Gabriel Uche Pascal Iloh1,2*, Chinasa Orie Agwu Amadi2 and Agwu Nkwa Amadi2
1Department of Family Medicine, Federal Medical Centre, Umuahia, Abia State, Nigeria.
2Department of Public Health, Federal University of Technology, Owerri, Imo State, Nigeria.
(1) Alexander D. Verin, Vascular Biology Center, Georgia Regents University Augusta, Georgia, USA.
(1) Kamal Shemisa, University of Texas Southwestern, USA.
(2) Paul Schoenhagen, Cleveland Clinic, USA.
(3) Carolina Baraldi Araujo Restini, University of Ribeirão Preto, Brazil.
Complete Peer review History: http://www.sciencedomain.org/review-history/23937
Background: Despite significant progress and advances in the management of cardiovascular (CV) emergencies and the knowledge of its determinants globally, cardiovascular diseases (CVDs) constitute a significant cause of emergency department (ED) hospitalizations especially in a resource-constrained environment.
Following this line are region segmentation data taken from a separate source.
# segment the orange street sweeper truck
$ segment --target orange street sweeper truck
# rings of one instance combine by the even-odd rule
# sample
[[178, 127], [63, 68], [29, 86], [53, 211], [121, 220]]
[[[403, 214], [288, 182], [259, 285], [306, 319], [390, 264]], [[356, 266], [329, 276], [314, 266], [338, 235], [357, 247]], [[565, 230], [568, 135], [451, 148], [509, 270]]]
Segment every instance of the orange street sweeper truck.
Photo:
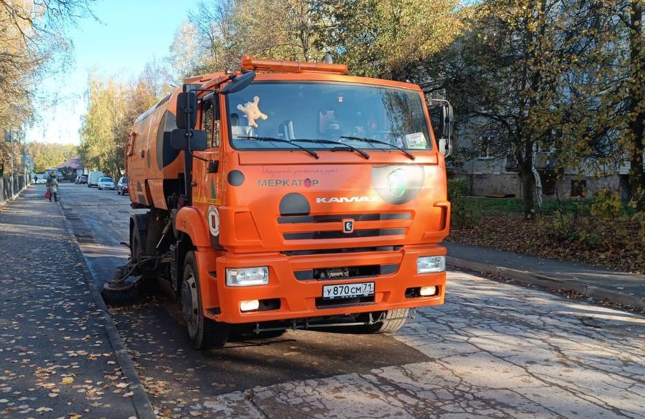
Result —
[[147, 280], [180, 299], [198, 349], [229, 330], [396, 330], [443, 302], [452, 107], [345, 65], [242, 57], [184, 80], [127, 138], [131, 258], [103, 294]]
Aim: The study was aimed at reviewing epidemiology of cardiovascular emergencies in the adult emergency department of a tertiary hospital in a resource-constrained setting of South-eastern Nigeria.
Study Design: This was a retrospective cohort study.
Place and Duration of Study: The study was conducted on patients who presented with diagnoses of CVDs to the ED of Federal Medical Centre, Umuahia, Nigeria over a five year period from January 2008 to December 2012.
Methods: Data sources were from patients’ case notes, medical records, nurses report books and ED admission registers. Information extracted included age, sex, place of the incidence, time of presentation to the ED, month (season) of occurrence and the type of CVDs. Operationally, time of presentation to the ED was categorized into two periods of time: day time was defined inclusively as time period from 6.00 am to 6.00 pm while night time referred exclusively to the time period from 6.00 pm to 6.00 am Nigerian time.
Results: A total of 868 patients were reviewed. There ages ranged from 30 to 95 years with mean age of 62.6±14.4 years. There were 52.9% males and 47.1% females. The incidence of CV illnesses predominantly occurred at home (66.7%), 603 (69.5%) presented during the night time, and 473 (54.5%) occurred during dry season. The three most common CV emergencies were hypertensive crises syndrome (35.9%), acute hypertensive heart failure (32.1%) and acute stroke syndrome (30.7%). Ischemic heart disease constituted 1.3% of the ED hospitalizations.
Conclusion: This study has demonstrated that CV emergencies with hypertensive crises syndrome as well as complications of hypertension (heart failure and stroke) were the most common CV emergency and ischemic heart disease was the least in our centre. The patients affected were predominantly males and elderly patients. Most of the patients lived at home and presentations appeared to occur more frequently during dry season and most presented during the night. The findings of this study signal the urgent need for enhanced and proactive interventions for prevention of hypertension in these groups.
Adult Nigerians; cardiovascular diseases; emergency department; epidemiology.